Membros da AVT e autoridades, ontem no ato de homenagem às vítimas extremenhas do terrorismo. - S. GARCÍA

F. LEÓN lcb@lperiodico.com BADAJOZ
12/03/2020

Las vítimas necessitam uma legislação específica, um sistema de ajudas a nível regional, nacional e europeu e assistência especializada, individualizada e continuada, à margem de onde tenha sido o atentado, e que se siga/continue reconhecendo a seus seres caros para que sua lembrança não caia no esquece». Este é um fragmento do manifesto que leu a delegada na Extremadura da Associação de Vítimas do Terrorismo (AVT), María José Ruiz, no ato celebrado ontem com motivo Dia Europeu das Vítimas do Terrorismo, 16 anos después do atentado jihadista do 11M, no qual morreram 191 pessoas e resultaram feridas 1.961.

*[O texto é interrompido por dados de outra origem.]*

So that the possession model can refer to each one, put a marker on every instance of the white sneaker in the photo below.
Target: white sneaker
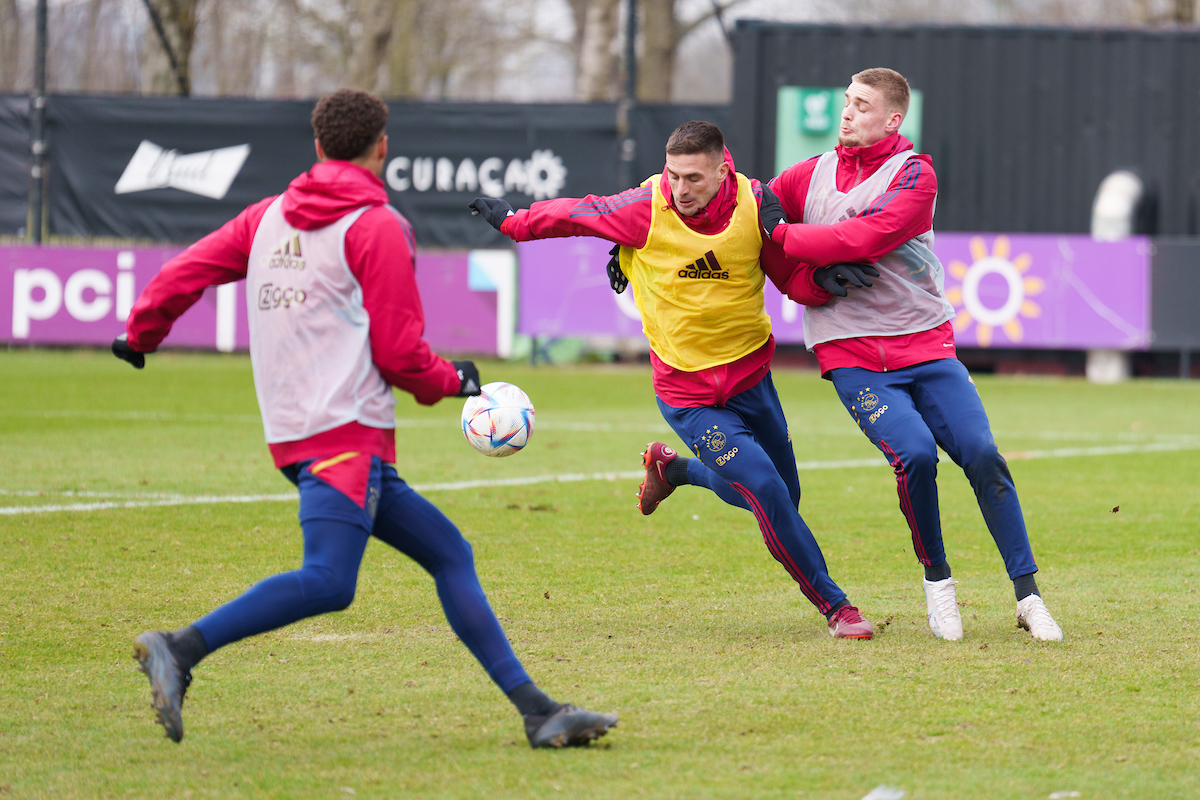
(942, 608)
(1035, 618)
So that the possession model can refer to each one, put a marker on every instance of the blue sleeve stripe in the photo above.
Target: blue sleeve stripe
(907, 180)
(609, 204)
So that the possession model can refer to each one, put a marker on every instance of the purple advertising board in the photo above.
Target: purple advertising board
(1047, 290)
(73, 295)
(1011, 290)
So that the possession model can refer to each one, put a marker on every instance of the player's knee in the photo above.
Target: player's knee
(453, 552)
(982, 459)
(329, 590)
(922, 461)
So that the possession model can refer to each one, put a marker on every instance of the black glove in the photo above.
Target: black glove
(468, 378)
(123, 350)
(834, 278)
(617, 278)
(492, 209)
(771, 212)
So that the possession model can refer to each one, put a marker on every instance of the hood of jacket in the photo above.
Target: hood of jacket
(329, 191)
(856, 164)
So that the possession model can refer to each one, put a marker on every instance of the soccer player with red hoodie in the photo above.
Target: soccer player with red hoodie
(888, 346)
(690, 240)
(335, 323)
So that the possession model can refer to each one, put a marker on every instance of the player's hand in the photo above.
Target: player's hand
(123, 350)
(771, 211)
(835, 278)
(468, 378)
(492, 209)
(617, 278)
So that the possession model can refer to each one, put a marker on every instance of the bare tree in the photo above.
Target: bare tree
(598, 64)
(10, 44)
(174, 20)
(664, 34)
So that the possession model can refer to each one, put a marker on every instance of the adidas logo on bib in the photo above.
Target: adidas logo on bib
(705, 269)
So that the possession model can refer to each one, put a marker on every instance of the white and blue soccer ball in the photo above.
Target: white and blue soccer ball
(498, 422)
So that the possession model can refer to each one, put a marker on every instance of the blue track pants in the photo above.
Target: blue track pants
(907, 414)
(335, 536)
(745, 457)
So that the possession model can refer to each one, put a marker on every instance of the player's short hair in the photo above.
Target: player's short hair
(891, 84)
(696, 136)
(348, 122)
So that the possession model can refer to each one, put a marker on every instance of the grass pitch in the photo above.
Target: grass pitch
(724, 677)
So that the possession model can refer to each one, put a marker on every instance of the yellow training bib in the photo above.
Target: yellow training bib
(700, 296)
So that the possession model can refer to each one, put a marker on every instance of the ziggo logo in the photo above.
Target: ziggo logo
(73, 294)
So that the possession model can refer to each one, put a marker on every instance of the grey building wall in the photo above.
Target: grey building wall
(1023, 122)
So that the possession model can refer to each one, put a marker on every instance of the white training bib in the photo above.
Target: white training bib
(310, 334)
(906, 298)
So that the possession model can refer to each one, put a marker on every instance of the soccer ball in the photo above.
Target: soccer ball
(499, 420)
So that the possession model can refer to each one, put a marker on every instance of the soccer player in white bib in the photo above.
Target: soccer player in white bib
(883, 335)
(335, 323)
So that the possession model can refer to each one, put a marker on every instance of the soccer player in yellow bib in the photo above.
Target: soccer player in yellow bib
(690, 242)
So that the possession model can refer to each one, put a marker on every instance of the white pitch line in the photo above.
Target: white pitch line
(160, 500)
(179, 500)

Perante um cartaz com o texto: Verdade, memória, dignidade e justiça, o ato começou com um minuto de silêncio e após a leitura do manifesto, seguiu/continuou com uma oferenda de flores perante o monumento às 55 vítimas extremenhas, e com o Hino Nacional. Assistiram o presidente da Câmara Municipal, Francisco Javier Fragoso; ex-presidente Monago; vice-presidente da assembleia provincial, Ricardo Cabezas; subdelegado do Governo, Francisco Mendoza; vereadores, deputados e chefias militares e das forças de segurança.

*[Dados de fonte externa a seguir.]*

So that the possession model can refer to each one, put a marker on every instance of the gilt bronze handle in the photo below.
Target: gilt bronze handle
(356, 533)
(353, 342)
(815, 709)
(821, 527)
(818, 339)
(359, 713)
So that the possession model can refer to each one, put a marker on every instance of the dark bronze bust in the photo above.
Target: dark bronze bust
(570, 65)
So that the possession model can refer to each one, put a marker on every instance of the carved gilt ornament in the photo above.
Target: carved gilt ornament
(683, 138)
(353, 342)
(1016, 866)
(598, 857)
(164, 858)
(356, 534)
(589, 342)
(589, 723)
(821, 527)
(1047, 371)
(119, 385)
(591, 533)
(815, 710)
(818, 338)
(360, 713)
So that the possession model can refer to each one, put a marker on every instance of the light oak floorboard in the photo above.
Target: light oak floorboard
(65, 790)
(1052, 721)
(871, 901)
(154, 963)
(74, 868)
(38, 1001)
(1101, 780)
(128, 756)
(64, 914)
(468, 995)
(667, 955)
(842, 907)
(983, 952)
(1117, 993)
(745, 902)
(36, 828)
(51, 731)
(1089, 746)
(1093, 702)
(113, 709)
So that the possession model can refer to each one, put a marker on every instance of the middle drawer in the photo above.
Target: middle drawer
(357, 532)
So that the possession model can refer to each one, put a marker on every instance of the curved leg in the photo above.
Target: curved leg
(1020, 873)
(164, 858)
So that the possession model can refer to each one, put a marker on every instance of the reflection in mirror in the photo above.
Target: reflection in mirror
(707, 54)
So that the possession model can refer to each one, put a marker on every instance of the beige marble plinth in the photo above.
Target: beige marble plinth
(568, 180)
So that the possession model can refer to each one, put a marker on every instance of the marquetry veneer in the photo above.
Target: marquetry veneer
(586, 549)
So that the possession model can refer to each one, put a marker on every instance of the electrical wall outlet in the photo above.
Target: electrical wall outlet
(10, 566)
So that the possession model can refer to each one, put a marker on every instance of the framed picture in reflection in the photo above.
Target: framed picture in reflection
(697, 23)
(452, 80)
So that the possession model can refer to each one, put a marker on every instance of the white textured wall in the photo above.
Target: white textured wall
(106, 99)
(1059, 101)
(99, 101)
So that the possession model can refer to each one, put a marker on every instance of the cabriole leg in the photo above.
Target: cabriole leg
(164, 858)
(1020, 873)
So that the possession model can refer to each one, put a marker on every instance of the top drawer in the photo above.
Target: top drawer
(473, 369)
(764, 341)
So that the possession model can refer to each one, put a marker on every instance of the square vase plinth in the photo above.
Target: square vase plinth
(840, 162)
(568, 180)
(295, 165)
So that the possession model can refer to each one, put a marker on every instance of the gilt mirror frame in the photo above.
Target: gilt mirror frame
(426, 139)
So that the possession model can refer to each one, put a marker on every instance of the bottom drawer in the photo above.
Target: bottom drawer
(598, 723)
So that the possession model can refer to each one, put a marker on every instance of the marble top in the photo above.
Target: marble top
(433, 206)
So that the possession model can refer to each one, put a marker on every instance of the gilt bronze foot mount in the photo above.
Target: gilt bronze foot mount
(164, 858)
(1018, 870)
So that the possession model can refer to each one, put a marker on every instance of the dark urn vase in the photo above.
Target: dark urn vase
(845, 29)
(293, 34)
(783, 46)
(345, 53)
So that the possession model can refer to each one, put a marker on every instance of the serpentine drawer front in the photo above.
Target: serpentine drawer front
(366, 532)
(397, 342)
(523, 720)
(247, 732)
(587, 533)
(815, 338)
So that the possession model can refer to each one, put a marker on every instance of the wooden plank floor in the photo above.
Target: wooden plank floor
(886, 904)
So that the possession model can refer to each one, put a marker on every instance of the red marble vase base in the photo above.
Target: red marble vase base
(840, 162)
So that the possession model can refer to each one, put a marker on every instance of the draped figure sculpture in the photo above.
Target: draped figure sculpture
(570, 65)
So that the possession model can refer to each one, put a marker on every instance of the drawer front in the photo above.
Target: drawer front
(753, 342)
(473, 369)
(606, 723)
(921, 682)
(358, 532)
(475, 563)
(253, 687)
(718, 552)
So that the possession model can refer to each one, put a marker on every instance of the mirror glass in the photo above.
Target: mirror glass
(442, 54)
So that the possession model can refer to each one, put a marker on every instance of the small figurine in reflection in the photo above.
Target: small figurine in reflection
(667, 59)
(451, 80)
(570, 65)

«O terrorismo poderá desaparecer. mas as vítimas continuaremos», manifestou Ruiz, quem criticou os tentativas de «branquear o relato» do terrorismo e que se façam homenagens a terroristas «com escárnio e humilhação de para as vítimas». E assinalou que «os que têm atuado como frente institucional de ETA, que seguem/continuam sem condenar a violência, som tratados como um agente político mais e servem de apoio por ação ou omissão para governar». Também denunciou que quando «as vítimas levantam a voz para reclamar justiça e verdade, se nos defeito de vingativas e fascistas».

A delegada da AVT reclamou às instituições «vontade política para evitar que os terroristas sejam homenageados»; e «lideranças políticos que defendam que há partidos e instituições que embora sejam legais, não som morais». Também pediu que se esclareçam os atentados de ETA que seguem/continuam sem resolver.

Fragoso agradeceu a convite em nome da cidade para partilhar «neste dia de lembrança e de dor», e afirmou que «a sociedade tem uma dívida eterna com o sacrifício que vos impuseram». Acrescentou que é «uma obrigação moral das instituições acompanhar-vos neste dia», para não esquecer «a frase escrita no pavilhão 4 de {Auschwitz}, atribuída ao filósofo espanhol Ruiz de Santallana ‘Os povos/povoações que esquecem seu passado estão condenados a repetirlo’».

O presidente da Câmara Municipal disse estar «convencido de que a sociedade espanhola não se pode permitir o tristíssimo passado das vítimas do terrorismo de ETA, do {GRAPO} e jihadista, a posição que a sociedade teve durante anos até a elas».